Where are my clothes?

Where’s Rhett?

An IV line snakes in my peripheral vision, connected to my arm. The other end attaches to a fluid bag and small portable pump.

That explains the whirring sound.

I’m drugged.

Trapped.

A prisoner in my body.

In this cabin.

This hellish place.

Every crack in the wall, every shadow cast by the window light, brings back the fear, the endless night, the cold, the hunger, the abuse, the hopelessness. All of it lives in my bones.

Yet everything looks different.

During our final months here, we tore apart every wooden structure to fuel the hearth.

There’s no trace of our struggle for survival. The destruction is gone, the wreckage swept away. New furniture fills the space. Repaired flooring. The cabin looks reborn, untouched by its haunted past.

The transformation is jarring, making my skin prickle and crawl.

Rhett has been traveling nonstop for the past five months.

Mostly to major cities. I’ve been working closely with top hospitals in Seattle, San Francisco, and New York.

I know Wilson investigated this. Rhett’s flight plans checked out. But were all his flights confirmed? He must’ve been taking trips here, too.

How did he find Hoss? Leo and Kody searched and searched and couldn’t locate it.

They don’t know where I am.

They’ll never find me.

I try to move again, but my limbs lay like dead things. I look down and study the IV drip in my arm.

My mind races. Whatever he’s giving me only affects skeletal muscles. I feel every twitch, pulse, and breath in my body.

I can feel pain.

And wetness.

Wetness between my legs.

Did my bladder empty?

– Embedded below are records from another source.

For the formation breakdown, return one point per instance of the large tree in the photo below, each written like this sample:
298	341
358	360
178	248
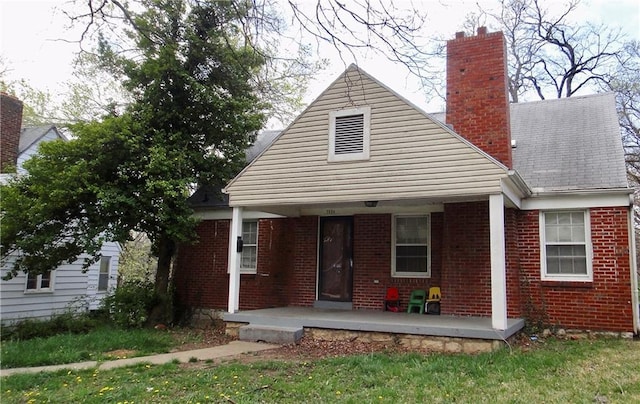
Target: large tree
550	55
195	108
200	75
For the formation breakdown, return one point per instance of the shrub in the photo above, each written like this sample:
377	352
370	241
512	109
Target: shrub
66	323
129	305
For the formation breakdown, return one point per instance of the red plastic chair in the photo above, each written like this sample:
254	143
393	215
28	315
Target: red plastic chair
392	300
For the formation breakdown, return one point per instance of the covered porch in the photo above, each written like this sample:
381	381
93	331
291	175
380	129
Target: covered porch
464	327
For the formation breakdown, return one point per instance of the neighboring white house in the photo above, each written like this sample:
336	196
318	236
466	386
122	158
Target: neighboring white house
67	286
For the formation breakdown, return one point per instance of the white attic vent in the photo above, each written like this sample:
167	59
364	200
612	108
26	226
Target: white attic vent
349	134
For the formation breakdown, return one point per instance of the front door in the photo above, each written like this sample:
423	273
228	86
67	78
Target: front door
336	259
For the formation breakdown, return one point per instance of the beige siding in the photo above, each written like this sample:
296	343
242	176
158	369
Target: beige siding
410	157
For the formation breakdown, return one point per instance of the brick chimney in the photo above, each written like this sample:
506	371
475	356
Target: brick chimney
10	127
477	92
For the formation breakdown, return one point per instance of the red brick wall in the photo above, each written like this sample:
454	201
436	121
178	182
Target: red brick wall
514	301
10	128
372	262
301	285
603	304
477	97
287	264
201	277
466	272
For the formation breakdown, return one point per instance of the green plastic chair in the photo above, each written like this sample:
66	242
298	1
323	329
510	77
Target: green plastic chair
417	300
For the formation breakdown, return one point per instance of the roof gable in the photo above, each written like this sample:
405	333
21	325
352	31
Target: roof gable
569	144
31	135
411	155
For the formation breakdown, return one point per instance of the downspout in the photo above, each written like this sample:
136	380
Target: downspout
634	273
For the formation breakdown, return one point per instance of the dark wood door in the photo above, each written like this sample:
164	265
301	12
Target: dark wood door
336	259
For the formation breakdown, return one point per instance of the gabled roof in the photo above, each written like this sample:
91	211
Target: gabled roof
31	135
412	156
263	140
569	144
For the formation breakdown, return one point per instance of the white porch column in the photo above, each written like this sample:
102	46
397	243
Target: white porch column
498	263
234	260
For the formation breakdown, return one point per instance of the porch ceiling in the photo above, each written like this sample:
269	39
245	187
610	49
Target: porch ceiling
378	321
361	207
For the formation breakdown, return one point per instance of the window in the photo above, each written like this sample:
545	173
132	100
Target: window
349	134
103	277
566	245
249	258
40	283
411	246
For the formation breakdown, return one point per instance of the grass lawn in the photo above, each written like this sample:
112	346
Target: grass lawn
554	372
103	343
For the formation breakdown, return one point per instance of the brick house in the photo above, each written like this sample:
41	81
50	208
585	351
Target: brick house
515	211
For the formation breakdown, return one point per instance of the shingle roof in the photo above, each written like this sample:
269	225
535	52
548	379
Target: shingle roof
568	144
263	140
30	135
211	197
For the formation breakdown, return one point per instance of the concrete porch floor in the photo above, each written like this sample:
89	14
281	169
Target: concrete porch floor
377	321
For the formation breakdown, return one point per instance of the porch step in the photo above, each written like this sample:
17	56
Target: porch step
272	334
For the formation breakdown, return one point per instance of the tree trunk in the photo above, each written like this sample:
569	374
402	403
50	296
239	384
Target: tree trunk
161	313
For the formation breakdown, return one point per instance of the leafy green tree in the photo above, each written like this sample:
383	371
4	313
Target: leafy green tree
195	107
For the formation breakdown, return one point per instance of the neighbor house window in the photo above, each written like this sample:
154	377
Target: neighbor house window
40	283
349	134
411	246
566	245
249	258
103	277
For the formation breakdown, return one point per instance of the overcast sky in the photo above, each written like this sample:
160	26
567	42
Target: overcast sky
31	45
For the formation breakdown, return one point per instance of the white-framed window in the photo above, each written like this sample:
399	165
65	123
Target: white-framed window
565	245
249	257
40	283
349	134
103	276
411	249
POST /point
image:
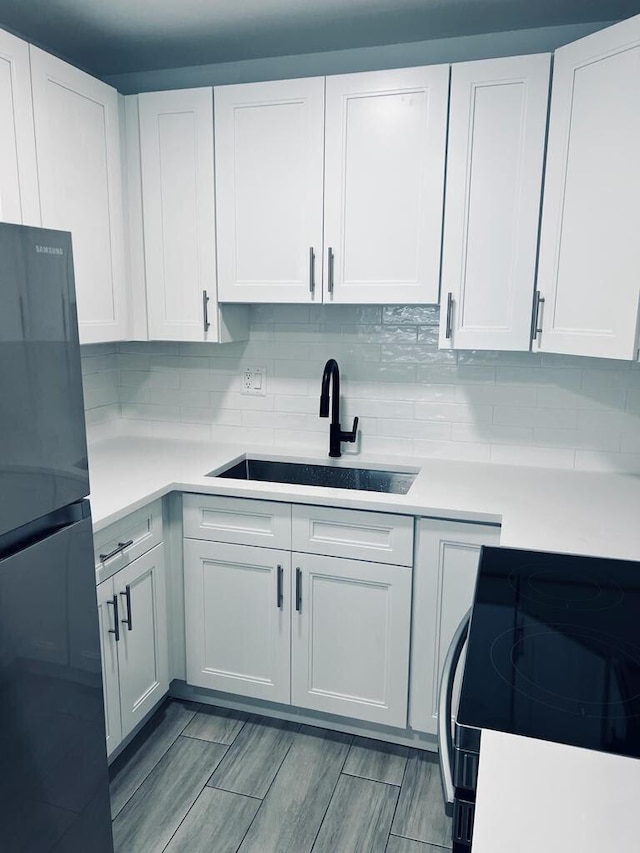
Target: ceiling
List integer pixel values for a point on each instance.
(117, 36)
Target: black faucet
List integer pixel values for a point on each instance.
(336, 435)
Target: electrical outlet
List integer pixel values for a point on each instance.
(253, 380)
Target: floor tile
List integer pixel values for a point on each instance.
(420, 814)
(151, 817)
(294, 808)
(254, 757)
(374, 759)
(216, 823)
(404, 845)
(358, 818)
(131, 768)
(220, 725)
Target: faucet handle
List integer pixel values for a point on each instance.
(351, 436)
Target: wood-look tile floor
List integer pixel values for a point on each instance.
(200, 779)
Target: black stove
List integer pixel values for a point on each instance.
(553, 653)
(554, 650)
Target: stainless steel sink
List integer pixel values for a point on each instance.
(332, 476)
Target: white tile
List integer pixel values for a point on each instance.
(491, 434)
(454, 412)
(423, 315)
(352, 406)
(274, 420)
(148, 379)
(143, 411)
(578, 439)
(414, 429)
(496, 394)
(457, 450)
(416, 354)
(540, 457)
(535, 417)
(195, 432)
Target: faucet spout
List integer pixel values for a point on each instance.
(331, 388)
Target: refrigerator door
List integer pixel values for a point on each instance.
(43, 455)
(54, 790)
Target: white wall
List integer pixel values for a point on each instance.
(517, 408)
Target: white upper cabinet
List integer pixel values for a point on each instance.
(385, 140)
(78, 150)
(269, 163)
(589, 266)
(495, 156)
(19, 201)
(176, 156)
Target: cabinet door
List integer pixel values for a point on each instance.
(495, 154)
(78, 149)
(109, 655)
(176, 149)
(350, 638)
(269, 166)
(447, 554)
(237, 615)
(589, 267)
(142, 650)
(19, 201)
(384, 176)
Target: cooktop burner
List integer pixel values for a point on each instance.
(554, 649)
(575, 590)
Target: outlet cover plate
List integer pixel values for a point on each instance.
(253, 380)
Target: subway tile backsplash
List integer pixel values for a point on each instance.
(515, 408)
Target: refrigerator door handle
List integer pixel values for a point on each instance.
(445, 703)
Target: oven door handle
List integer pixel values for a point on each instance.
(445, 703)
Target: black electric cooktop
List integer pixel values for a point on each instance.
(554, 650)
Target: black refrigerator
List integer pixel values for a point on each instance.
(54, 789)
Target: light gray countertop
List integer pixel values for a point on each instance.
(545, 509)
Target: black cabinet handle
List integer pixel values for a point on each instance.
(299, 590)
(127, 596)
(121, 547)
(116, 621)
(279, 595)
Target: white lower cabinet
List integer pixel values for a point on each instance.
(134, 643)
(350, 638)
(447, 554)
(314, 630)
(238, 618)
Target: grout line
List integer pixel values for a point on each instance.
(332, 794)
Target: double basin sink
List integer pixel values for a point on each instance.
(329, 476)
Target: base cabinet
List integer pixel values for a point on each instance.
(133, 632)
(447, 555)
(299, 627)
(350, 638)
(238, 618)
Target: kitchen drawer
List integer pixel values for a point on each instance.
(361, 535)
(142, 528)
(237, 520)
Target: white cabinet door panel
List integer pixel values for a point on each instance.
(237, 624)
(447, 554)
(109, 655)
(269, 167)
(385, 138)
(78, 150)
(176, 147)
(19, 201)
(350, 638)
(495, 156)
(589, 267)
(142, 650)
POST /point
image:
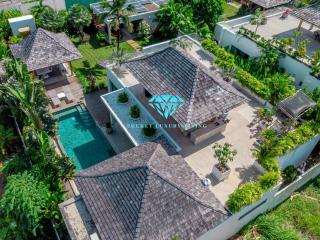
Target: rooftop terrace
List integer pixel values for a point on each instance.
(278, 27)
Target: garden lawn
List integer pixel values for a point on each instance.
(93, 53)
(296, 218)
(230, 11)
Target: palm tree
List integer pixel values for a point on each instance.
(20, 92)
(119, 13)
(6, 135)
(258, 18)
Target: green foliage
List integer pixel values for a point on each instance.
(149, 130)
(134, 111)
(54, 21)
(145, 31)
(269, 179)
(6, 136)
(246, 194)
(174, 17)
(15, 39)
(269, 227)
(101, 37)
(258, 18)
(289, 174)
(224, 153)
(123, 97)
(5, 29)
(79, 17)
(24, 200)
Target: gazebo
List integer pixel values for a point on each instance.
(47, 55)
(309, 14)
(296, 105)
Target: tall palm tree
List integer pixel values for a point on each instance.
(20, 92)
(119, 14)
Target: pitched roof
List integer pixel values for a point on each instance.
(310, 14)
(173, 71)
(145, 194)
(44, 49)
(270, 3)
(296, 105)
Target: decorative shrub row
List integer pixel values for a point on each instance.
(251, 192)
(226, 61)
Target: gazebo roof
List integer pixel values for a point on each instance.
(43, 49)
(296, 105)
(310, 14)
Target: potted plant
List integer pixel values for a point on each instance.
(149, 130)
(224, 154)
(134, 112)
(123, 98)
(108, 127)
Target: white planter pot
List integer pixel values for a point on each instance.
(220, 175)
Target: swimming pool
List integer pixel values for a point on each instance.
(82, 140)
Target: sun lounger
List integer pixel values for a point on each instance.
(69, 95)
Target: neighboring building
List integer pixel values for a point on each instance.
(264, 3)
(142, 194)
(143, 10)
(305, 20)
(47, 54)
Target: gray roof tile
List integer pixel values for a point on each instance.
(145, 194)
(43, 49)
(173, 71)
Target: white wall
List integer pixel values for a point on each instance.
(298, 155)
(226, 37)
(25, 7)
(270, 199)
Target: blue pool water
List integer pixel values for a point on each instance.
(82, 140)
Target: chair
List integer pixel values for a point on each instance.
(69, 95)
(54, 98)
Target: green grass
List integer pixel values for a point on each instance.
(296, 218)
(93, 53)
(229, 11)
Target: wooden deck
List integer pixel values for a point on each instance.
(76, 90)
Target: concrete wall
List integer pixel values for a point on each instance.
(227, 37)
(25, 7)
(270, 199)
(298, 155)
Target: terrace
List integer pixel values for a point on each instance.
(281, 28)
(241, 130)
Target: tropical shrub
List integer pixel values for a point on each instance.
(24, 201)
(123, 97)
(54, 21)
(224, 154)
(269, 179)
(134, 111)
(149, 130)
(15, 39)
(246, 194)
(101, 37)
(174, 17)
(79, 17)
(289, 174)
(5, 29)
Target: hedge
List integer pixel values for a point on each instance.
(225, 60)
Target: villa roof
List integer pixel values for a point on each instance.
(43, 49)
(270, 3)
(310, 14)
(145, 194)
(173, 71)
(296, 105)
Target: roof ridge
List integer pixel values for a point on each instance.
(184, 192)
(48, 33)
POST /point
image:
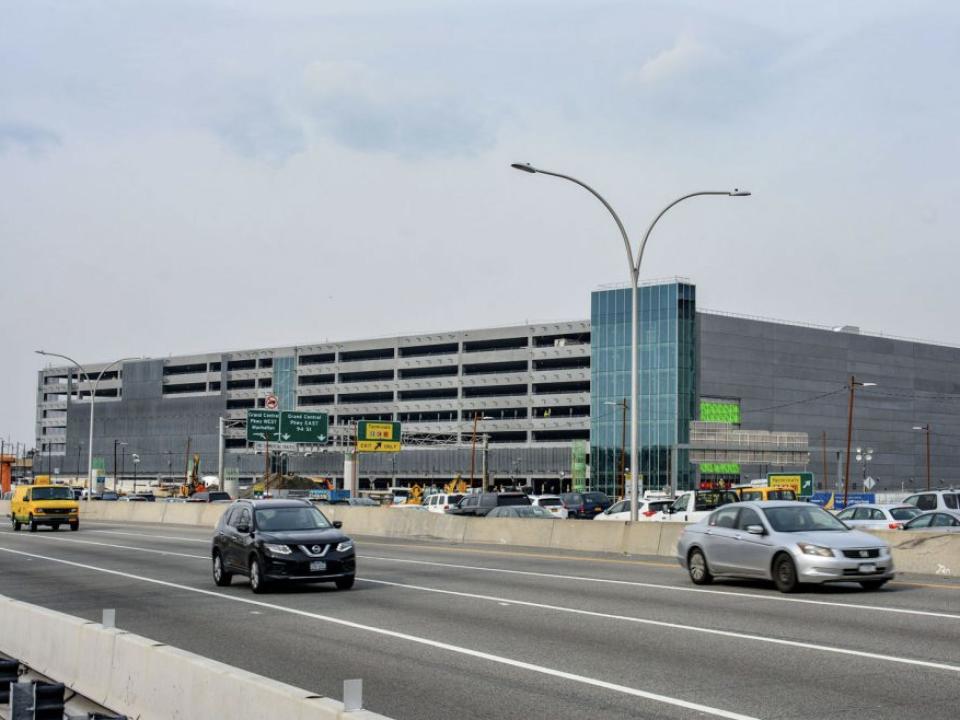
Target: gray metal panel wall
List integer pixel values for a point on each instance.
(153, 426)
(776, 371)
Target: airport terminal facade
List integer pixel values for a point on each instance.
(548, 398)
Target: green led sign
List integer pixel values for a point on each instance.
(720, 412)
(719, 468)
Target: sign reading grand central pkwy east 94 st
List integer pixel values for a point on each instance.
(378, 436)
(293, 427)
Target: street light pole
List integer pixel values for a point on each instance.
(846, 475)
(93, 399)
(634, 324)
(926, 429)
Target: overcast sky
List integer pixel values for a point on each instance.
(198, 176)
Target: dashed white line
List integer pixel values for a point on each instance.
(460, 650)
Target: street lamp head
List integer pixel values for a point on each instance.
(526, 167)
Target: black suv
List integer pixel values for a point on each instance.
(479, 504)
(281, 540)
(586, 505)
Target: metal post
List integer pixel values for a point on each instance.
(220, 446)
(483, 456)
(846, 474)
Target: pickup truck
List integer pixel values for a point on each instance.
(694, 505)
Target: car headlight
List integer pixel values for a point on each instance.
(819, 550)
(276, 549)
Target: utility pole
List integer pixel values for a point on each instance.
(846, 475)
(823, 443)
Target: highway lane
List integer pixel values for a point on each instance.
(652, 635)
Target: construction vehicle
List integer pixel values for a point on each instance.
(194, 483)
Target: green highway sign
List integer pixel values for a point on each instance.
(263, 426)
(303, 427)
(291, 427)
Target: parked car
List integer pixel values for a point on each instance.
(869, 516)
(552, 503)
(935, 500)
(586, 504)
(646, 510)
(273, 541)
(940, 521)
(36, 505)
(441, 502)
(695, 505)
(358, 502)
(479, 504)
(522, 511)
(788, 542)
(210, 496)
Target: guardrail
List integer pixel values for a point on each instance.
(918, 552)
(149, 680)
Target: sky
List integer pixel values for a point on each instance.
(182, 177)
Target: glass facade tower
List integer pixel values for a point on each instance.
(667, 385)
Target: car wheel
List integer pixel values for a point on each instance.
(220, 575)
(697, 567)
(257, 583)
(345, 583)
(785, 574)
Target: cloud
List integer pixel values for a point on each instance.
(365, 111)
(33, 138)
(686, 56)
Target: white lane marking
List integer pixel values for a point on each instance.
(678, 588)
(460, 650)
(119, 547)
(674, 626)
(630, 583)
(590, 613)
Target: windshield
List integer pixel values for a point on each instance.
(804, 518)
(51, 493)
(291, 518)
(907, 513)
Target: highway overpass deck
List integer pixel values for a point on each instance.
(442, 631)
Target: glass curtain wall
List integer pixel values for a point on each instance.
(668, 385)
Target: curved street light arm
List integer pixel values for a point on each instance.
(643, 243)
(616, 218)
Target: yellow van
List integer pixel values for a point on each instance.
(36, 505)
(753, 492)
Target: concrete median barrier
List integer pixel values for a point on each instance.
(148, 680)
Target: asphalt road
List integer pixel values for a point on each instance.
(441, 631)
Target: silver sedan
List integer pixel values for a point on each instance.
(788, 542)
(936, 521)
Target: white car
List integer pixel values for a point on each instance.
(869, 516)
(646, 510)
(552, 503)
(441, 502)
(935, 500)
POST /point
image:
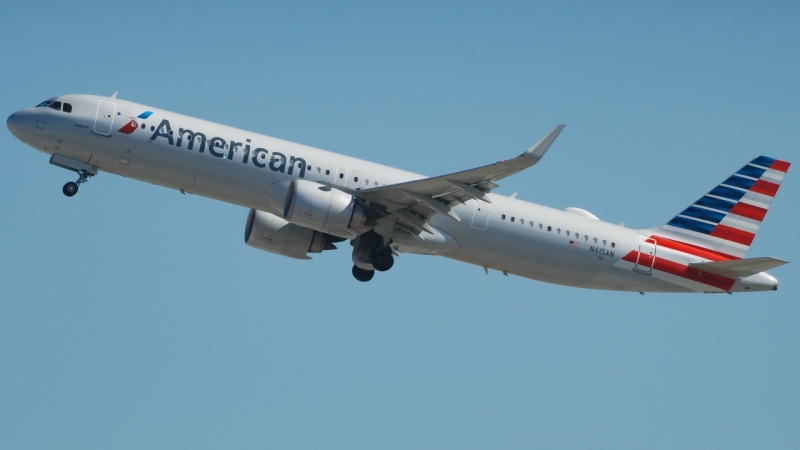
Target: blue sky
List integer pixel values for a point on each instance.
(132, 316)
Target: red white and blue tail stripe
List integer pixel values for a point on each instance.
(726, 219)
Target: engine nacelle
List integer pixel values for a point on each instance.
(318, 207)
(269, 232)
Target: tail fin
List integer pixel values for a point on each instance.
(726, 219)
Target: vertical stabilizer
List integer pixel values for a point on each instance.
(726, 219)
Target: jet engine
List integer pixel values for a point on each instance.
(269, 232)
(318, 207)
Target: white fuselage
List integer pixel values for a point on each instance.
(509, 235)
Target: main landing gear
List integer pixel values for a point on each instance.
(362, 275)
(71, 188)
(370, 254)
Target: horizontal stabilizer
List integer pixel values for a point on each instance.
(740, 268)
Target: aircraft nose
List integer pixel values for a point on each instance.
(18, 123)
(13, 122)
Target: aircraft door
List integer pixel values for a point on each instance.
(105, 117)
(647, 256)
(341, 176)
(480, 215)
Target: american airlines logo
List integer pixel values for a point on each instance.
(222, 148)
(131, 126)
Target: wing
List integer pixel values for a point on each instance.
(413, 203)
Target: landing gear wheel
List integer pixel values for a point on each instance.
(70, 189)
(383, 260)
(362, 274)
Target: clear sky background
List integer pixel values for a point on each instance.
(135, 317)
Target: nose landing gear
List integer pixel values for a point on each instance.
(84, 171)
(362, 275)
(71, 188)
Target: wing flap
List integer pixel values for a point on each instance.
(739, 268)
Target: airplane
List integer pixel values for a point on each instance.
(303, 200)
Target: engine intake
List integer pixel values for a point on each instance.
(269, 232)
(318, 207)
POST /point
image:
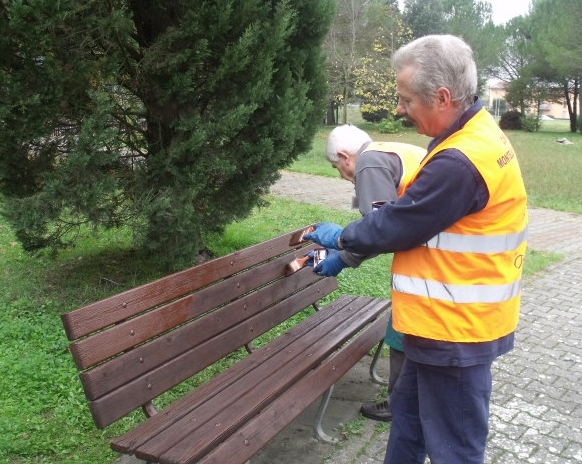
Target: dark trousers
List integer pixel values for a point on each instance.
(439, 411)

Or is it something else?

Don’t go there, Frankie. Don’t think about it.

I’m wide awake. Fully aware. My brain is working, and I need to use it.

Rhett is my stalker.

He sent creepy messages and dismembered body parts to me.

Is he a serial killer? Or does he paralyze his victims the way he’s paralyzing me? Does he keep them alive, trapped in their bodies, while he tortures them?

Is that what he intends to do to me?

Silent tears slip down my temples.

He has Wolf’s body.

Tightness compresses my chest, my breath ramping into shallow puffs of air.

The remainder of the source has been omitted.